Earlier, the Discipline Committee of the College of Physiotherapists of Ontario had decided that the same mandatory revocation provisions were constitutionally invalid for an “exceptional” case in which a finding of professional misconduct had been made. In this case the Committee had held that although the finding of misconduct was just, the mandatory revocation of the certificate to practise was not. The Committee said the personal relationship was less susceptible than a physician–patient relationship to power imbalance and that the positive victim impact statement needed to be considered. However, the constitutional issue was not argued on appeal,6 and the judge in the Mussani case did not consider that Committee's ruling, as it was not a court decision.

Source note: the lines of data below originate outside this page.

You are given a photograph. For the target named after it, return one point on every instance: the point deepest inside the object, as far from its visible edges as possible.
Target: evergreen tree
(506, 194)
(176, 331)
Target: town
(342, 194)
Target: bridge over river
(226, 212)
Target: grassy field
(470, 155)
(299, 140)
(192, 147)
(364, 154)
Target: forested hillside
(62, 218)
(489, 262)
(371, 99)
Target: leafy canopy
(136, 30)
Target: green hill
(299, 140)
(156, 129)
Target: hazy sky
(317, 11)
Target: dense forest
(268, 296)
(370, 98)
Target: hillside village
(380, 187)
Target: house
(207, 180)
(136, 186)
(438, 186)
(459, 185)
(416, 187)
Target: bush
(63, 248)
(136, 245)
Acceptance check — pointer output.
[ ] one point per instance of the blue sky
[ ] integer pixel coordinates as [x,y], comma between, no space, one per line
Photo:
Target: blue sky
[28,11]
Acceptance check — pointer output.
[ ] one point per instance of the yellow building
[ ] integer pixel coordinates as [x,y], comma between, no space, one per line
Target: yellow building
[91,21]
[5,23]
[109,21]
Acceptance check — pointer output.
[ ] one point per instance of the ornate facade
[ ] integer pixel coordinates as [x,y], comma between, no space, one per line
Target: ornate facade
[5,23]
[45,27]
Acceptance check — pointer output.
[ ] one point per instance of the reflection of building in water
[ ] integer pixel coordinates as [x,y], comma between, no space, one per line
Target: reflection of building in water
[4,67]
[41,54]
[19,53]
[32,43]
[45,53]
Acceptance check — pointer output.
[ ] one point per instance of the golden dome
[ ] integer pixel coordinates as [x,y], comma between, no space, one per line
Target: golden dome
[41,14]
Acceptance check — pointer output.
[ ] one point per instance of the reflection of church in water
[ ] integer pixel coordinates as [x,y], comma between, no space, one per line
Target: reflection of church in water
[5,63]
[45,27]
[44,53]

A recent Charter challenge in Prince Edward Island also considered the matter of mandatory penalties for physicians who sexually abuse patients.7 In this case, a psychiatrist and patient entered into a personal relationship 7 and a half years after the physician–patient relationship had ended. The court determined that the legislation was contrary to s. 7 of the Charter, as it was overly and unnecessarily broad in meeting its statutory objectives. Although the views of the court in that case ought to be respected, said the judge in the Mussani case, they did not need to be followed because there were distinguishable differences between the 2 cases. Indeed, a key factor in the Mussani case was that the sexual relationship was with a current patient. The case in PEI involved, among other things, the blanket prohibition against psychiatrists having sexual relationships with former patients as well as the issue of the length of time since the professional relationship had ended.
The issue of time is an important one. Though determining whether a patient is “current” or “former” would appear to be straightforward, the amount of time that has elapsed from the end of a professional relationship and the nature of the care that was provided are most certainly other factors that must be taken into account. That is, the Mussani case should not suggest that physicians can simply terminate a longstanding professional relationship with a patient in order to engage in a personal one. It is very possible that the courts will be asked in the future to decide at what point (and under what circumstances), ex-patients are capable of providing consent to a private relationship with their former physicians.
Lorraine E. Ferris Associate Professor Department of Public Health Sciences Faculty of Medicine University of Toronto Toronto, Ont.